No. 03. PART A: “What Kind of Father’s Day Sermon is This?” (Father's Day 2008)
Matthew’s Memories of Jesus - No. 03. “What Kind of Father’s Day Sermon is This?”
June 15, 2008
PART A: (Matthew 10:21 “Brother will betray brother to death, and a father his child; children will rebel against their parents and have them put to death.”) …to be concluded next week.
INTRODUCTION
The church has always seemed a bit skittish about Father's Day. We roll out the red carpet for Mom, but when Dad's big moment comes along, we often settle for merely vacuuming the same old welcome mat that's always been there (if we even do that). Perhaps it's because national surveys indicate that (many of) the younger generations are fatherless generations. Why use our worship gatherings to punctuate the absence that causes suffering for so many? Others look past the holiday for reasons that run deeper than statistics. Why opt for North-American-born holidays, they argue, when the church calendar provides more universal points of celebration?

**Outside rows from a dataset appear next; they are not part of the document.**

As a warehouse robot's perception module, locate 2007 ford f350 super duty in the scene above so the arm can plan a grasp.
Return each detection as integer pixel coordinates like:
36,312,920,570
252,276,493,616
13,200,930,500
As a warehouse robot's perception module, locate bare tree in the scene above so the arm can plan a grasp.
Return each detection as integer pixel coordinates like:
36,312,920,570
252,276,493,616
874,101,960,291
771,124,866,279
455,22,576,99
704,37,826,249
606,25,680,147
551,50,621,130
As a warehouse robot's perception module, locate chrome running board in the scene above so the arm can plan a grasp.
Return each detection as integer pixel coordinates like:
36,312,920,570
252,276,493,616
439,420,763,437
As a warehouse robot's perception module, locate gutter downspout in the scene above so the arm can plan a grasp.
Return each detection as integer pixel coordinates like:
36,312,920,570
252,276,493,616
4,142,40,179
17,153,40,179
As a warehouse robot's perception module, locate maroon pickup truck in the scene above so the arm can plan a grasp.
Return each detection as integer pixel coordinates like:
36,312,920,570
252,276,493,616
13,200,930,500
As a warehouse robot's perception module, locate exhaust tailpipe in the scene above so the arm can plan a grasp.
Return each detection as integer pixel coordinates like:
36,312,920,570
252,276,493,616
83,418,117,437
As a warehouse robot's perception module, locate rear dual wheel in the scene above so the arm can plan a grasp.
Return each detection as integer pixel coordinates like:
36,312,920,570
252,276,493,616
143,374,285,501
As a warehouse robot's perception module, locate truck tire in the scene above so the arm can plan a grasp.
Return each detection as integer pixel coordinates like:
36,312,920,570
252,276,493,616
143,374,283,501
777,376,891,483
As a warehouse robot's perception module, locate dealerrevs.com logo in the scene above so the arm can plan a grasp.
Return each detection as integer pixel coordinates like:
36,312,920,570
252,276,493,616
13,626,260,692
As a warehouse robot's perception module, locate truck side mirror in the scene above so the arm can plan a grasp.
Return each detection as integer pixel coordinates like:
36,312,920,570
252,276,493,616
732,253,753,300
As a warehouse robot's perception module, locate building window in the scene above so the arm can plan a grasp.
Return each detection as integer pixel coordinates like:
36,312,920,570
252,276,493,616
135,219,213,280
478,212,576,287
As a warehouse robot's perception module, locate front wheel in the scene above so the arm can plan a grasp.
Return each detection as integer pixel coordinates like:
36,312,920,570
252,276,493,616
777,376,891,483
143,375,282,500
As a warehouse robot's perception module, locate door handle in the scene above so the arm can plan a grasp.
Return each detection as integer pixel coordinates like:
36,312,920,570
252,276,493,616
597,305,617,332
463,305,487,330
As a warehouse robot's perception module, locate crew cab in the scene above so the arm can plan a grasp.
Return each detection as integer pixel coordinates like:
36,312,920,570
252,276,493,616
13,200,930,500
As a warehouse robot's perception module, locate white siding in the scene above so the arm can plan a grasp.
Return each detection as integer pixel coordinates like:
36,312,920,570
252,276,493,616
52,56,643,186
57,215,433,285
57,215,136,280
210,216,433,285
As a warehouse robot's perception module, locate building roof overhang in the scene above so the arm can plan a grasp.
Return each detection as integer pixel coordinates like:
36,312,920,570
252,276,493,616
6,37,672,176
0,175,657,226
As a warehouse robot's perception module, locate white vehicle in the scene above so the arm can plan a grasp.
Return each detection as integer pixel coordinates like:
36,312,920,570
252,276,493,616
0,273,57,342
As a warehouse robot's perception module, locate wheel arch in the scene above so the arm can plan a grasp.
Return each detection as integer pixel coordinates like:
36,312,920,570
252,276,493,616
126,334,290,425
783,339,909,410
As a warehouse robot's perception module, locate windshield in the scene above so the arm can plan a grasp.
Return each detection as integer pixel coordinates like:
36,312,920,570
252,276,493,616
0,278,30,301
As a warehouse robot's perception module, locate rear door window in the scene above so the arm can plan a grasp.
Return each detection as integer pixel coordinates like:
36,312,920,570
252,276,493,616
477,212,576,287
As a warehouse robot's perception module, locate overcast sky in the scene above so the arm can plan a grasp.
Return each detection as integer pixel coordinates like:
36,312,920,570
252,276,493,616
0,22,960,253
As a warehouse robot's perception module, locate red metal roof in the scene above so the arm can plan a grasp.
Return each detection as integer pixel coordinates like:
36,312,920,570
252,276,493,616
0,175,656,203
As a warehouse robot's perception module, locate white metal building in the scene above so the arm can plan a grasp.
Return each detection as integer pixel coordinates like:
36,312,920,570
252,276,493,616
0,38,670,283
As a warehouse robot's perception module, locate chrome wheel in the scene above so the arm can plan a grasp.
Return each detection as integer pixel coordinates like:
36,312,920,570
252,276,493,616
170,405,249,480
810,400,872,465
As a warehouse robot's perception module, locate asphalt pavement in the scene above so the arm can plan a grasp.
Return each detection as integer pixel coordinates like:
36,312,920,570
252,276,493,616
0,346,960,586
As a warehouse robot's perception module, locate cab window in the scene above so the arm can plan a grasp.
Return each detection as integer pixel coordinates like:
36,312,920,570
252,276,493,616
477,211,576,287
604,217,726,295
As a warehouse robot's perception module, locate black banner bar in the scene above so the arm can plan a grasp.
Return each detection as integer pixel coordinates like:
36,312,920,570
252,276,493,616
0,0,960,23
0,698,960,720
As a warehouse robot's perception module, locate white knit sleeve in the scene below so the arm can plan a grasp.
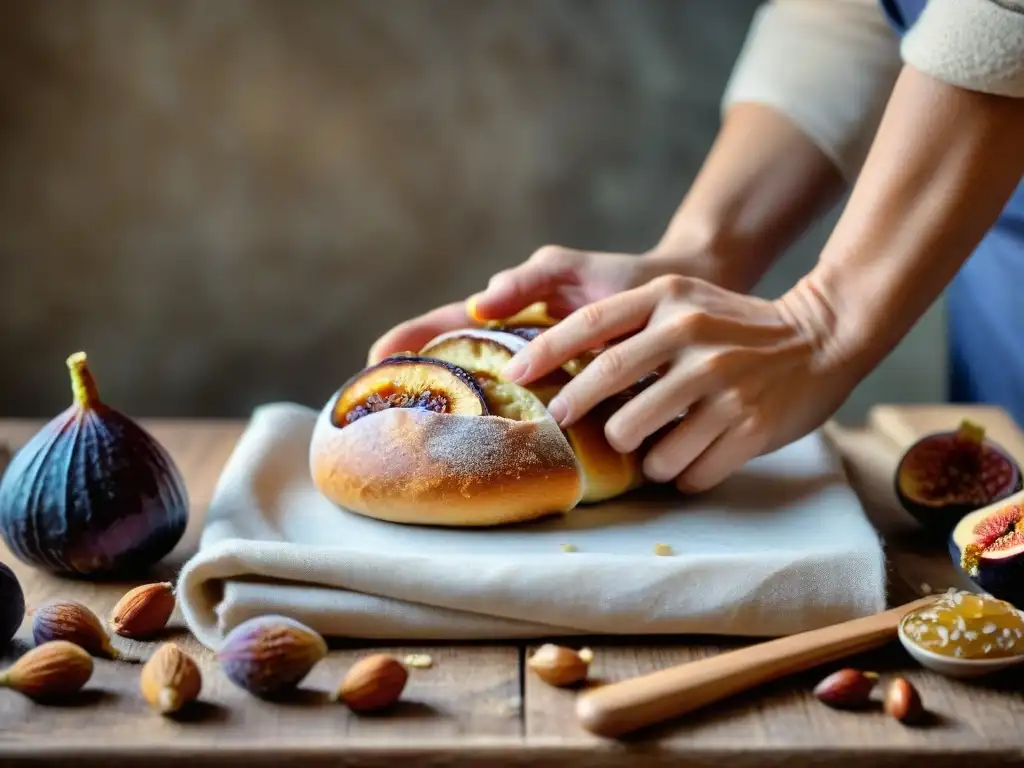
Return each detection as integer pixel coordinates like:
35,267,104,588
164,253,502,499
722,0,905,180
901,0,1024,98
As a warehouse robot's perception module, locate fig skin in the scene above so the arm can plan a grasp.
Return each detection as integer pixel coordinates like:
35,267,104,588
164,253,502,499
0,352,188,577
331,354,487,428
0,562,25,649
893,427,1024,536
947,501,1024,609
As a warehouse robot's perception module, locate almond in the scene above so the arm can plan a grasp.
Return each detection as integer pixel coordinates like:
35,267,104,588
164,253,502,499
526,643,594,687
814,668,876,710
885,677,925,724
139,643,203,715
111,582,176,640
0,640,93,699
335,653,409,712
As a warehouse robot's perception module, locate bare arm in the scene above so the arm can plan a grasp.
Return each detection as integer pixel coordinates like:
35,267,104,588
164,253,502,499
649,103,845,292
794,67,1024,378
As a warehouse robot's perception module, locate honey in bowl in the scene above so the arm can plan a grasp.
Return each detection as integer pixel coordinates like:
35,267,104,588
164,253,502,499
902,589,1024,659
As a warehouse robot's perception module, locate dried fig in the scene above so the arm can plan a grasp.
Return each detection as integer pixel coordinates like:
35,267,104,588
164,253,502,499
217,615,328,696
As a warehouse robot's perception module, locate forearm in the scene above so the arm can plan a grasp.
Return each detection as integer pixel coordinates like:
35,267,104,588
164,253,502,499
797,67,1024,377
649,103,844,291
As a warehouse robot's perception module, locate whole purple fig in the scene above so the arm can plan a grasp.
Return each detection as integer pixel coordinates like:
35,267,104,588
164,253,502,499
0,562,25,648
0,352,188,575
217,615,328,696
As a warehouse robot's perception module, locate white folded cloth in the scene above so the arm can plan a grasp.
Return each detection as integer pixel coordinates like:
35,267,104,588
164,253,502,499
177,402,886,648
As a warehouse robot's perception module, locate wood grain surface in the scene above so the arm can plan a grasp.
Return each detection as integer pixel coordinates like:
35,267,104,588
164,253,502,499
0,408,1024,766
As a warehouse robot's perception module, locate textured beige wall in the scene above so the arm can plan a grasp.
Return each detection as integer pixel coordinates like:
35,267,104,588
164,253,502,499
0,0,942,416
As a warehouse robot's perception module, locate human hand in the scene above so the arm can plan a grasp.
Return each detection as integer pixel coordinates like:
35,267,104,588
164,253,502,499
503,275,856,492
368,246,711,365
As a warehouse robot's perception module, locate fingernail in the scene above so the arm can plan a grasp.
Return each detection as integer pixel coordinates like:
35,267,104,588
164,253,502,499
502,357,529,382
466,293,483,322
548,397,568,426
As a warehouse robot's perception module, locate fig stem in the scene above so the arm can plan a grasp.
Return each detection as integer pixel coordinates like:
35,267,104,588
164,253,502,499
68,352,99,409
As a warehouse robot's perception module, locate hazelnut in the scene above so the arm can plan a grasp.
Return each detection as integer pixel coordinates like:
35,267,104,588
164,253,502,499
335,653,409,712
885,677,925,724
526,643,594,687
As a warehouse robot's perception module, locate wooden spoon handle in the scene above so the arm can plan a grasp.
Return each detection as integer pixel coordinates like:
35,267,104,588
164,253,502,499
577,597,935,737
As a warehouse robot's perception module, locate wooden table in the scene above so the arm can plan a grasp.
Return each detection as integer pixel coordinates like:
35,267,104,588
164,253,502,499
0,409,1024,768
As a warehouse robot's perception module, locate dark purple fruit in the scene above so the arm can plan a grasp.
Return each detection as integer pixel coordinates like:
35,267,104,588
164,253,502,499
0,352,188,575
0,562,25,648
896,421,1022,532
949,496,1024,608
331,355,487,427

No matter what your position on commercially driven holidays, you must admit, that at the very least, it's on people's minds, so we might as well use it in as redemptive a fashion as possible.
Not easy being a father
And let’s be very clear: It is not easy being a father.

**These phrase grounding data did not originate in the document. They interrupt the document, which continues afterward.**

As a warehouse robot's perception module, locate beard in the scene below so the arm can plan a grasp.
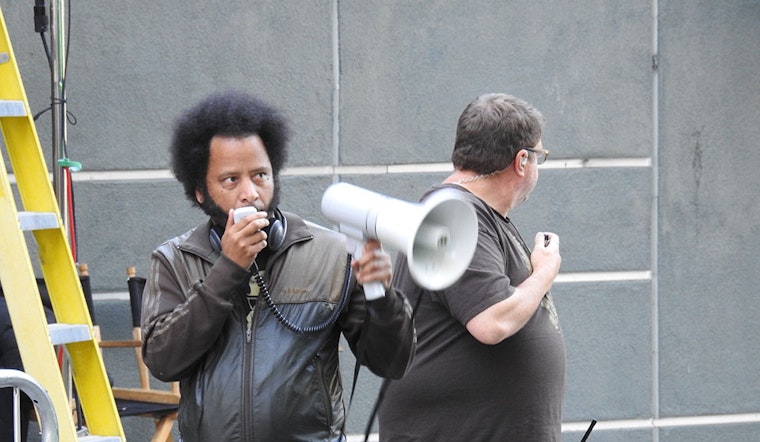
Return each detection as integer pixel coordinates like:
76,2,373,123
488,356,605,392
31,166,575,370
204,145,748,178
198,187,280,228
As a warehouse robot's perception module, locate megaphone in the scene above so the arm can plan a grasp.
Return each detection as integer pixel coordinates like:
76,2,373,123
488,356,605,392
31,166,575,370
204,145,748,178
322,183,478,300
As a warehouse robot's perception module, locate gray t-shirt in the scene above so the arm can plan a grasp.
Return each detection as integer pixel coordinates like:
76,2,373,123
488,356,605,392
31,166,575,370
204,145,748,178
378,185,565,442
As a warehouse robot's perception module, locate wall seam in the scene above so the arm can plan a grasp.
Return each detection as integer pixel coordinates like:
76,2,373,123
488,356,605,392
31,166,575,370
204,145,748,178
650,0,660,442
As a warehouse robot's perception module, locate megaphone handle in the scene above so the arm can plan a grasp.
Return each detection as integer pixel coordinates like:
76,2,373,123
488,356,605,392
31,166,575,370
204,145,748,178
346,236,385,301
362,281,385,301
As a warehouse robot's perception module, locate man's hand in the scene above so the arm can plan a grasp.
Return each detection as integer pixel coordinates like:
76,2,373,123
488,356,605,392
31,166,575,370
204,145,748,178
351,240,393,290
530,232,562,281
222,209,269,269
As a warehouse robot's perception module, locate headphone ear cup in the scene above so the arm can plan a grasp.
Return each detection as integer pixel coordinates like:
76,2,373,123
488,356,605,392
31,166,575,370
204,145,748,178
265,218,286,251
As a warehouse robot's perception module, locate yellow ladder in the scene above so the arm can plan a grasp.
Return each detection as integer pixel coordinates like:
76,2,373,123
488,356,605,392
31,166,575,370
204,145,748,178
0,9,125,442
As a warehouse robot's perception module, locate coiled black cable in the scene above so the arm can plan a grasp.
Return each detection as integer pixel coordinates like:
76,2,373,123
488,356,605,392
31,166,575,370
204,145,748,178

One cynic, speaking from his own experience, noted that children go through four fascinating stages. First they call you DaDa. Then they call you Daddy. As they mature they call you Dad. Finally they call you collect.
Kids Are Fun
I think we can agree this morning, that Kids can be fun. A little girl came home from Sunday School. "What did you learn today?" her father asked. She responded, "All I heard was that the children of Israel did this and the children of Israel did that. Didn't the grown ups do anything?"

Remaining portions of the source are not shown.